TEL-AVIV : Le président israélien Isaac Herzog mène dimanche soir des tractations de dernière minute pour parvenir à un compromis entre l'opposition et le gouvernement de Benjamin Netanyahou, à la veille d'un vote crucial au Parlement sur un projet de loi controversé de réforme judiciaire qui divise le pays depuis plusieurs mois.
Selon le gouvernement, la réforme vise notamment à rééquilibrer les pouvoirs, en diminuant les prérogatives de la Cour suprême, que l'exécutif juge politisée, au profit du Parlement. Ses détracteurs estiment qu'elle risque d'ouvrir la voie à une dérive antilibérale ou autoritaire.
Le président israélien, de retour d'une visite aux Etats-Unis, s'est rendu aussitôt à l'hôpital pour rencontrer M. Netanyahou qui a subi dimanche une intervention chirurgicale pour se faire implanter un stimulateur cardiaque.
La contestation s'est intensifiée dans les jours précédant le débat, qui a commencé dimanche, avant un vote de la Knesset (le Parlement israélien) lundi, à l'issue duquel une grande partie du projet pourrait être adoptée.
"Il s'agit d'une situation d'urgence. Un accord doit être conclu", a déclaré M. Herzog dans un communiqué publié par son bureau.
M. Herzog a ensuite rencontré le chef de l'opposition, Yair Lapid, et devait aussi rencontrer l'ancien ministre de la Défense, Benny Gantz, une autre figure de l'opposition. Le bureau du président n'a pas fourni de détails sur la teneur des entretiens.
«Stopper la législation»
Malgré son opération, M. Netanyahou s'est engagé plus tôt à être présent lors du vote lundi. "Comme vous pouvez le constater, je vais très bien", a déclaré M. Netanyahou, vêtu d'une veste et d'une chemise blanche au col déboutonné, selon une vidéo publiée par son bureau.
"Nous poursuivons nos efforts pour achever la réforme (...) et les efforts pour le faire en accord (avec l'opposition)", a-t-il poursuivi. "Demain (lundi) matin, je rejoindrai mes amis au Parlement", a-t-il ajouté.
Dimanche encore, des dizaines de milliers de personnes sont descendus dans la rue à Jérusalem pour protester contre le projet de réforme, tandis que des manifestants se sont rassemblés à Tel-Aviv, en soutien au gouvernement.
"Nous voulons continuer de vivre dans un État juif et démocratique", a déclaré au début du débat au Parlement M. Lapid. "Nous ne renoncerons pas à l'avenir de nos enfants", a-t-il ajouté, en demandant de "stopper la législation" sur cette réforme.
Le débat sur le projet de la loi controversée devrait durer des heures, jusqu'à lundi matin, et plus de 20 parlementaires devraient s'exprimer contre le projet de loi, selon une liste fournie par le Parlement.
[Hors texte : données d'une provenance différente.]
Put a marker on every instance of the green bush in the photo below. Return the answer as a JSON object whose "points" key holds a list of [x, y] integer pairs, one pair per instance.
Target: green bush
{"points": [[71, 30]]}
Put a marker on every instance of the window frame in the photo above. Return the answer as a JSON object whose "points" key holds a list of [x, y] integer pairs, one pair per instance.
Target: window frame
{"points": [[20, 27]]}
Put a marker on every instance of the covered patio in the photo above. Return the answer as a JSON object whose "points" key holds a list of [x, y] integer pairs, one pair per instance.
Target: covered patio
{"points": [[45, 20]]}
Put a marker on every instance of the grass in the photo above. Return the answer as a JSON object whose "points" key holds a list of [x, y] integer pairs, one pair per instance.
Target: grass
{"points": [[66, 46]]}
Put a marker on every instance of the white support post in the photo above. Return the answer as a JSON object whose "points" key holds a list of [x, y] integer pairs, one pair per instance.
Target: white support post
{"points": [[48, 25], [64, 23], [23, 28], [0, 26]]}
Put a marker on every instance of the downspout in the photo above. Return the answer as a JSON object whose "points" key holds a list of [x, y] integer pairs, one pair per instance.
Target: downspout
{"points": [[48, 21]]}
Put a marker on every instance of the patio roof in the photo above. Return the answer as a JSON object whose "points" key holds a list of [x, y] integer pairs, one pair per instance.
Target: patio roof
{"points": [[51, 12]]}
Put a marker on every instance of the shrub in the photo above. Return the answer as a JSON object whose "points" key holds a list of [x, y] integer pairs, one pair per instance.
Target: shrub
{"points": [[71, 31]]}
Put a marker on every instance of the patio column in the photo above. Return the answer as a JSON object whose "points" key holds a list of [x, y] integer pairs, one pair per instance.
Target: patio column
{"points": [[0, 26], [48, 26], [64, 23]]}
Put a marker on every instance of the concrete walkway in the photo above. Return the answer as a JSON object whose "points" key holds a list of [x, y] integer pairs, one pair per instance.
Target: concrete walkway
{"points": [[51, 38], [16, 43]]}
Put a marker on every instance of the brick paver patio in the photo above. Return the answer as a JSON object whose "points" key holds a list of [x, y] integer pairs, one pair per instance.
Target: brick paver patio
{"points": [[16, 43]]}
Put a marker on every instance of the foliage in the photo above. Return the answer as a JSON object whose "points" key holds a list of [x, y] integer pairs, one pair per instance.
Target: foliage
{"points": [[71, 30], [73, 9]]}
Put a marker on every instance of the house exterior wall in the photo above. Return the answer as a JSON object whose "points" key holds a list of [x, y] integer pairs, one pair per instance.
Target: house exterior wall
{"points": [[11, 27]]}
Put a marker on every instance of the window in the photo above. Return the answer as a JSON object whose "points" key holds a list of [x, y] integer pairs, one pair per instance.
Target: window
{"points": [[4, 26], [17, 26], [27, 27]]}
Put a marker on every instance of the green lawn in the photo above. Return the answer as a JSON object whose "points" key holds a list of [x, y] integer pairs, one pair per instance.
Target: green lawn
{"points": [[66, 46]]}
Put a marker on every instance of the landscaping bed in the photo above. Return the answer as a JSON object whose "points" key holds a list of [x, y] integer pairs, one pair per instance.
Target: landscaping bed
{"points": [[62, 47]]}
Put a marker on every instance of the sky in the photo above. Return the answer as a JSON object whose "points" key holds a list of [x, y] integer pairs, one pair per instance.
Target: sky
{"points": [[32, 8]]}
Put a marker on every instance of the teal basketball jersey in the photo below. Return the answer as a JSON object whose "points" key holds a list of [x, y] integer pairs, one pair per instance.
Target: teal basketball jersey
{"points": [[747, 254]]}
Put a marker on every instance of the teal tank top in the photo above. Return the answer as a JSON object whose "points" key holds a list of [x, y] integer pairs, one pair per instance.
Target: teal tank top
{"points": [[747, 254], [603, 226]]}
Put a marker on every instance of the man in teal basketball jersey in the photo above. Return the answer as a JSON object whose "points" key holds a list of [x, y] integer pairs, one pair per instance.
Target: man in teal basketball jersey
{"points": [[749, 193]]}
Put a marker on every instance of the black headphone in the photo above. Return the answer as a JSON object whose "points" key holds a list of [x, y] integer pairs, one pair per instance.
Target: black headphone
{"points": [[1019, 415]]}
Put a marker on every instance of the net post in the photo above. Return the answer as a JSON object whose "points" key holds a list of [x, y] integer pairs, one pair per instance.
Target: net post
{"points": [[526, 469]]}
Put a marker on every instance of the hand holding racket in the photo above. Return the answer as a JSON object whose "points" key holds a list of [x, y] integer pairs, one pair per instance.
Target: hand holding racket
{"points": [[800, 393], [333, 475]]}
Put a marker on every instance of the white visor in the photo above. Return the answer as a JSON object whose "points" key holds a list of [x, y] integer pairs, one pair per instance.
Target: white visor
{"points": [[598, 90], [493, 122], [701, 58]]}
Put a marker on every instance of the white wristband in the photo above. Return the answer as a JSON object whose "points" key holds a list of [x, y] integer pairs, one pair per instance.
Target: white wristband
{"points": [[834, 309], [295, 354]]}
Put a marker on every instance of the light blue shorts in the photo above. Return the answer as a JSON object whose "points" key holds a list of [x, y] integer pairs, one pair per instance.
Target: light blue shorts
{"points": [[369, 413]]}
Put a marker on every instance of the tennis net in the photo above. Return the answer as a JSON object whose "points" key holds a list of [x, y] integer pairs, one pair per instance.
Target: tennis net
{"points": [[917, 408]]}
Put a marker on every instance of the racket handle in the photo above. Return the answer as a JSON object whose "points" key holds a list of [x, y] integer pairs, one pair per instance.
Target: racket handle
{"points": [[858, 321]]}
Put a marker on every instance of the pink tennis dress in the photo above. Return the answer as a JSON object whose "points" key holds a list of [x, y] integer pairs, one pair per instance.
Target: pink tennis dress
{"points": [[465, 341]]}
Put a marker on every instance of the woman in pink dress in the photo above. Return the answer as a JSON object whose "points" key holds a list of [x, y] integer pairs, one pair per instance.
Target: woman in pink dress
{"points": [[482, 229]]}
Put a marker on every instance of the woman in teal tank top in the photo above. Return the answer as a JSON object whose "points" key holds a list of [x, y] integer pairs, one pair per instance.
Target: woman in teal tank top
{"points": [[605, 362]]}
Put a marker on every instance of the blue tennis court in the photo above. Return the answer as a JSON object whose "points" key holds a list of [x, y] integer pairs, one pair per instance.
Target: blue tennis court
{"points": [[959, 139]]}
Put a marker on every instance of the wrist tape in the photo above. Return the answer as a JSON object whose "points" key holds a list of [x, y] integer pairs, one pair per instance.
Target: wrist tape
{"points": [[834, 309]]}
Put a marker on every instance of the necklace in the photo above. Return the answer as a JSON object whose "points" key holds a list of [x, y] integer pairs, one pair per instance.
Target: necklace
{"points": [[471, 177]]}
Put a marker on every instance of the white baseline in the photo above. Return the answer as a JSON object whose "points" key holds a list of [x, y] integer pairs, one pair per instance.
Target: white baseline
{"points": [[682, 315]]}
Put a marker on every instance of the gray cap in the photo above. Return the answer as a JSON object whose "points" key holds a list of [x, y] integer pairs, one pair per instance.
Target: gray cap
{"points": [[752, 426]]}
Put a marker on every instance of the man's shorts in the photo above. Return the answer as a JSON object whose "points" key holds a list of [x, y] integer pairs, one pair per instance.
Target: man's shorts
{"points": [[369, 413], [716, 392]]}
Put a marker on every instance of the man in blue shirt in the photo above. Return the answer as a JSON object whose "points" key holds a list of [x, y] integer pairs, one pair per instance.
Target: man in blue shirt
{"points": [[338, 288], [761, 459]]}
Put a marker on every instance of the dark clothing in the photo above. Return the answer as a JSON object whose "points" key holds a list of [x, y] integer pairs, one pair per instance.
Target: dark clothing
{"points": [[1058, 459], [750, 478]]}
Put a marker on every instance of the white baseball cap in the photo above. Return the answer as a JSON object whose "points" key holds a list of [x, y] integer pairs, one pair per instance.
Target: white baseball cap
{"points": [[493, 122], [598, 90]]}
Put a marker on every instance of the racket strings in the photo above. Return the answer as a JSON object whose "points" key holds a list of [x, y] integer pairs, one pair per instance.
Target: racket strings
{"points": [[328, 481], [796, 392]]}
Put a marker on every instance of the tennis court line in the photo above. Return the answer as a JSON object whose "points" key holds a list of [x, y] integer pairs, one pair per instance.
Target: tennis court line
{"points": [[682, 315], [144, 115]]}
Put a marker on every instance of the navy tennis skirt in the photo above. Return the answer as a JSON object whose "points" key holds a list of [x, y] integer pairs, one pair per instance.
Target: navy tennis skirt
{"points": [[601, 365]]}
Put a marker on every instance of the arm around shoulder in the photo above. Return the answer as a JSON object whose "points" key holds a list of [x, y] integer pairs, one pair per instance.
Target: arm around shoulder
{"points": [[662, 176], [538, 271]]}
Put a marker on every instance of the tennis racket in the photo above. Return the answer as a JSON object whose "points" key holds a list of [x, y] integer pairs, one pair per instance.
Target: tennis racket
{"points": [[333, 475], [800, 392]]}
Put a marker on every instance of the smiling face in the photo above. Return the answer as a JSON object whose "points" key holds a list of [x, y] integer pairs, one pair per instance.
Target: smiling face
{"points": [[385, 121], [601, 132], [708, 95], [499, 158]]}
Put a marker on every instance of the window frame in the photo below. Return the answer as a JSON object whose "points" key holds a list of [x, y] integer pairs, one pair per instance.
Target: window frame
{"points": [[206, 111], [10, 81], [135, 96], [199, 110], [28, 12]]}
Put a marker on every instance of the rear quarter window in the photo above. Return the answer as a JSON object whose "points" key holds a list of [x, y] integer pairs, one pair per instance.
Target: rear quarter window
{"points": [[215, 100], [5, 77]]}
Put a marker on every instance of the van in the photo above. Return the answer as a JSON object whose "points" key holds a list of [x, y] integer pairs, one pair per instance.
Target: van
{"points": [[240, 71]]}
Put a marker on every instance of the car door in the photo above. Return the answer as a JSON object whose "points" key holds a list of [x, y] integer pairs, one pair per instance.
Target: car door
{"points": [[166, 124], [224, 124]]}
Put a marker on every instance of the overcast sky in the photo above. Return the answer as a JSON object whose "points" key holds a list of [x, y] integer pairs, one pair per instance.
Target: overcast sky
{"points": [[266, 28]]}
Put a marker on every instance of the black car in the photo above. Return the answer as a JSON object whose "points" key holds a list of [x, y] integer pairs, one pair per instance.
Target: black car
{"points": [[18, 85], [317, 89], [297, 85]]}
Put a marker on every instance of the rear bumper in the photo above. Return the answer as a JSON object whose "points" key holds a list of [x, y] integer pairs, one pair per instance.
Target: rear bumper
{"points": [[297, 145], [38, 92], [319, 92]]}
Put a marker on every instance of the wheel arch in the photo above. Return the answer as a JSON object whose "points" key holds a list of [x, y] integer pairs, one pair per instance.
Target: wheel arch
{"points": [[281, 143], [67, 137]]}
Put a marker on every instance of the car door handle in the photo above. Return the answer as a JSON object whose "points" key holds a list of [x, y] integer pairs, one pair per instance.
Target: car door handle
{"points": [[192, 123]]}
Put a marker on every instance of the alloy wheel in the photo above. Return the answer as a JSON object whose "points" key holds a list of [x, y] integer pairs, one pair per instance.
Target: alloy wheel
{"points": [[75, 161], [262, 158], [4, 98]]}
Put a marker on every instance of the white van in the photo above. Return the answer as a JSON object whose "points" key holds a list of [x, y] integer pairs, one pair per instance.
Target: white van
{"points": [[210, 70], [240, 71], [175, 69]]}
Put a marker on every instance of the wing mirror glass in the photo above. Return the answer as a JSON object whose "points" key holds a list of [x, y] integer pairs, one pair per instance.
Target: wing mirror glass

Le vote final lundi portera sur la clause de "caractère raisonnable" des décisions du gouvernement, qui permet aux juges d'annuler les décisions de ce dernier.
L'ancien ministre de la Défense, Benny Gantz, a appelé dimanche au dialogue, estimant "qu'on peut arriver à un accord mais nous devons arrêter" la législation sur cette mesure.
«Sauver notre démocratie»
"Nous devons continuer la pression, nous devons sauver notre démocratie", affirme à l'AFP Amir Goldstein, qui a passé la nuit devant le Parlement.
Approuvée en première lecture dans la nuit du 10 au 11 juillet, la clause sur le "caractère raisonnable" avait contraint en janvier M. Netanyahou à démettre de ses fonctions le numéro deux du gouvernement, Arié Dery, condamné pour fraude fiscale, à la suite de l'intervention de la Cour suprême.
D'autres mesures provoquent le mécontentement des manifestants, comme celle modifiant le processus de nomination des juges, déjà adoptée par les députés en première lecture.
"Nous n'avons pas de Constitution et alors que la Cour suprême est la seule à protéger nos droits, ce gouvernement tente de la détruire", a fustigé auprès de l'AFP une manifestante, Shanna Orlik.
Les critiques du Premier ministre, en procès pour corruption, l'accusent de vouloir utiliser cette réforme pour atténuer un éventuel jugement prononcé à son encontre.
Jeudi soir, M. Netanyahou a affirmé rester "ouvert" à des négociations avec l'opposition, alors que le projet suscite aussi des critiques à l'étranger, notamment aux Etats-Unis, proches alliés d'Israël.
Quelques jours plus tôt, M. Netanyahou, 73 ans, avait été hospitalisé à la suite de vertiges. Son bureau a annoncé que ses visites officielles, qui étaient prévues cette semaine à Chypre et en Turquie, avaient été "reportées".